– С нами, батенька, не шути! Связь с родиной у нас крепкая. Мы там не на последнем счету.
Первый самолет подошел в двенадцать с минутами.
Сделав два круга, он пустил белую ракету и пошел на посадку.
Из самолета выбрался Гурамишвили. На петлицах его уже были знаки различия полковника. Он обнял Зарубина и
Рузметова, как старых знакомых.
– А это наш сосед, – представил Зарубин Лисняка. –
Начальник разведки отряда Локоткова.
– Ага! – воскликнул полковник. – Это то, что мне надо.
– И он тепло поздоровался с Лисняком. – А где же Пушкарев и Добрынин? – спросил он тревожно.
Ему объяснили, что секретарь окружкома и комиссар готовят почту для самолетов.
– Напрасно торопятся, – сказал Гурамишвили, снимая с себя летный комбинезон. – Я с ночевкой. Сегодня улетать не собираюсь. Надо будет только хорошенько укрыть самолеты и выставить охрану понадежнее.
– Все сделаем, как полагается, – заверил Зарубин. – А
второго самолета что-то не видно. Ожидать будем или пойдем?
– Подождем, я уже слышу его, – ответил Гурамишвили.
– Мой пилот за товарища все беспокоился. Вылетели одновременно, а потом потеряли друг друга.
Второй самолет сел через несколько минут. Из кабины его вылез пожилой, с окладистой бородкой, крупный мужчина в больших роговых очках и начал здороваться со всеми.
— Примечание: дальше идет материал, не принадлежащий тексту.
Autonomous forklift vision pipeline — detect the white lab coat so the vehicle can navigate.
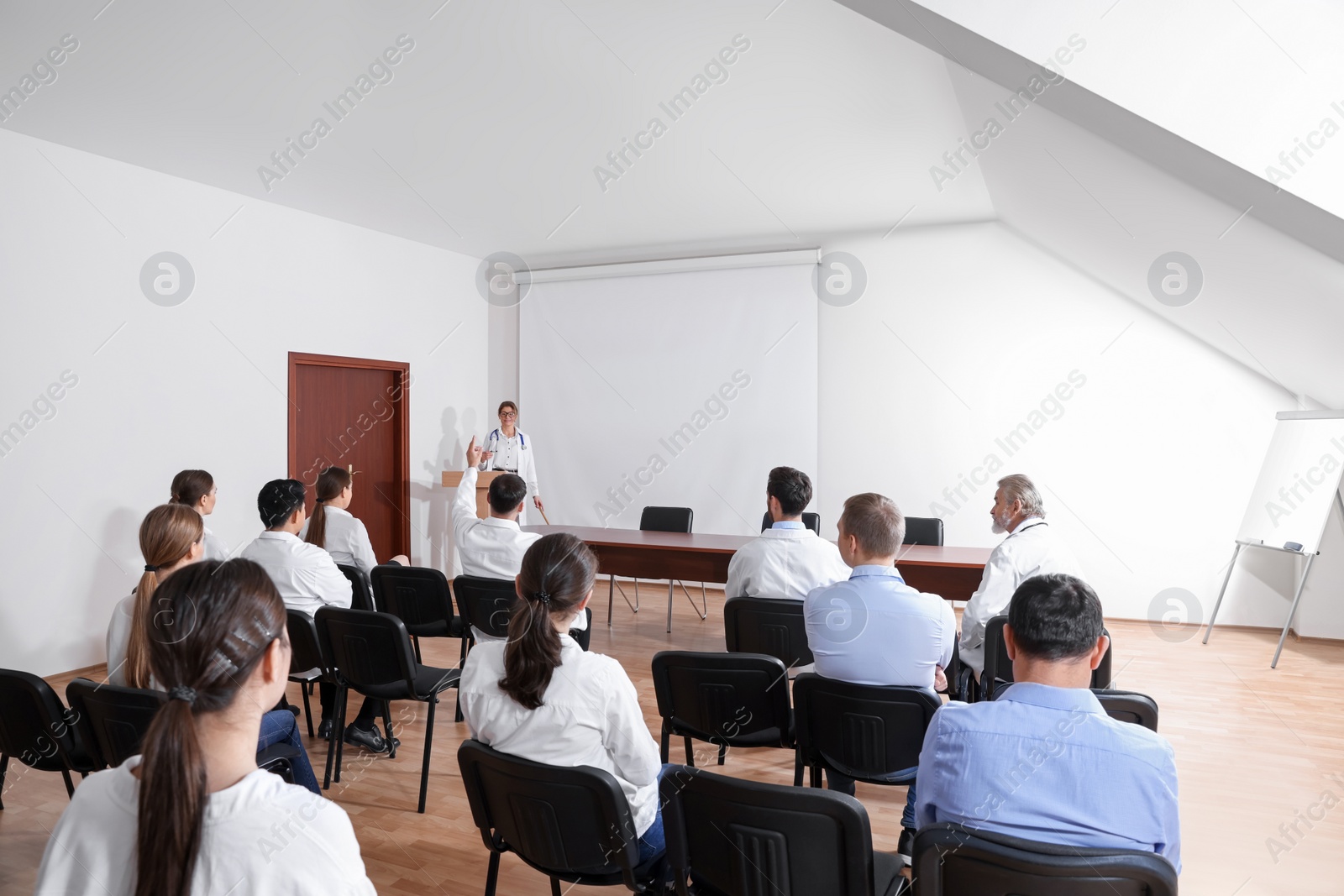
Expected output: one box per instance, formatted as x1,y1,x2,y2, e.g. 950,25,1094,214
959,516,1082,679
724,528,849,600
480,428,542,525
Это был майор медицинской службы Семенов.
У доктора в руках были два чемодана, но, когда партизаны предложили помочь ему донести, он наотрез отказался.
– Никому не доверю. Сам! – коротко сказал он.
Все отправились в лагерь кроме Рузметова и нескольких партизан, которые занялись маскировкой самолетов.
Лисняк не отходил от Гурамишвили и что-то шумно рассказывал ему, обращаясь, как и ко всем, на «ты». Уже при входе в расположение лагеря он отошел от полковника и взял Зарубина за руку.